26.01.2006

Fußball-Physik

Der Dortmunder Experimetalphysiker Metin Tolan betrachtet Fußball vom wissenschaftlichen Standpunkt.


Fußball-Physik

Dortmund (dpa) - Es sah aus wie Zauberei: Als der Brasilianer Roberto Carlos vor neun Jahren in einem Spiel gegen Frankreich einen Freistoß aus 35 Metern Entfernung trat, flog der Ball mehr als einen Meter an der französischen Abwehrmauer vorbei. Tor verfehlt, dachten die Zuschauer. Doch plötzlich kurvte der Ball nach links und fiel neben dem verdutzten Torwart ins rechte Eck. Was für Kommentatoren und Fußballbegeisterte noch heute als Wunder gilt, bezeichnet Metin Tolan ganz lakonisch als «ein gutes Beispiel für angewandte Physik».

Der Dortmunder Professor für Experimentelle Physik betrachtet die «schönste Nebensache der Welt» gern von einem wissenschaftlichen Standpunkt aus. Wieso kann ein Ball um die Ecke fliegen? Durch welche Schusstechnik fliegt er besonders schnell? Und in welchem Winkel springt er vom Rasen ab? Fragen wie diese wird Tolan im kommenden Sommersemester drei Mal wöchentlich den Studenten seiner Physikvorlesung an der Universität Dortmund stellen.

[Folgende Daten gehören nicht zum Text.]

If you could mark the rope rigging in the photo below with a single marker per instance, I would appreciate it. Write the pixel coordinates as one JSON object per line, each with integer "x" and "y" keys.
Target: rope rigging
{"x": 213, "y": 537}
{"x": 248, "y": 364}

«Das ist gewissermaßen mein Beitrag zur WM», sagt er lächelnd. «In einer Stadt, in der sich ein Großteil des Lebens um Fußball dreht und die ein Austragungsort der Weltmeisterschaft sein wird, wäre es doch fatal, wenn wir in der universitären Lehre nicht darauf eingingen.»

Deswegen verlängert Tolan seine reguläre Veranstaltung zur Quantenmechanik im kommenden Semester einfach um eine freiwillige halbe Stunde. «Alle, die nichts für Fußball übrig haben, können dann gehen», sagt Tolan. Die anderen werden zum Beispiel errechnen, warum sich jene legendären «Bananenflanken» des Hamburgers Manfred Kaltz oder die unglaublich krummen Freistöße des Brasilianers Roberto Carlos zunächst in eine Richtung bewegen und plötzlich, wie von Geisterhand gelenkt, in einer scharfen Kurve fliegen.

So traf Carlos bei seinem wundersamen Schuss 1997 gegen die Franzosen den Ball mit dem Außenrist seines linken Fußes etwas rechts vom Schwerpunkt. Dadurch bekam der Ball einen Drall: mit einer Geschwindigkeit von mehr als 100 Kilometern pro Stunde wirbelte er ungefähr fünf Mal in der Sekunde gegen den Uhrzeigersinn um die eigene Achse. «Auf Höhe der französischen Verteidiger trat dann das ein, was wir Physiker als Magnus-Effekt bezeichnen.» Die rechte Seite des von Carlos angeschnittenen Balles drehte in Flugrichtung. Dadurch staute sich die Luft und drückte den Ball nach links. Auf der linken Seite zeigten Flug- und Drehrichtung gegeneinander. Dort entstand ein Unterdruck, der den Ball in Richtung des französischen Tores sog.

«So kann man mit Fußball ganz anschaulich die Grundgesetze der Mechanik und der Aerodynamik erklären», freut sich Tolan, der seine Vorlesungen grundsätzlich gerne durch außergewöhnliche Beispiele auflockert. «Während ihres Studiums müssen sich die Studenten oft mit trockenen, konstruierten Beispielen auseinander setzen», räumt der Wissenschaftler ein. Für die Motivation sei es daher sehr wichtig, immer wieder Bezüge zur realen Welt herzustellen.

Sein Anschauungsmaterial besorgt sich der 40-Jährige in Bereichen, die ihn auch privat interessieren. Im Vorjahr waren dies zum Beispiel die physikalischen Grundlagen in James-Bond-Filmen. Die Anfangssequenz von «Goldeneye», in der der Superagent waghalsig mit einem Motorrad über eine Klippe springt, um dann in ein fliegendes Flugzeug einzusteigen, nennt der Physikprofessor trocken «waagerechter Wurf mit Reibung».

Für die Vorlesungen in der Zeit vor der Fußball-WM hat Tolan sich nun stundenlang Videomaterial von Fußballspielen angeschaut und Szenen aus legendären Spielen zusammengeschnitten. Zu Lernzwecken. So werden die Studenten unter anderem errechnen, dass das umstrittene Wembley-Tor, das England im WM-Endspiel 1966 gegen Deutschland den Sieg brachte, vielleicht doch im Kasten war: für zwei hundertstel Sekunden in der Luft, bevor der Ball auf der Torlinie aufsprang.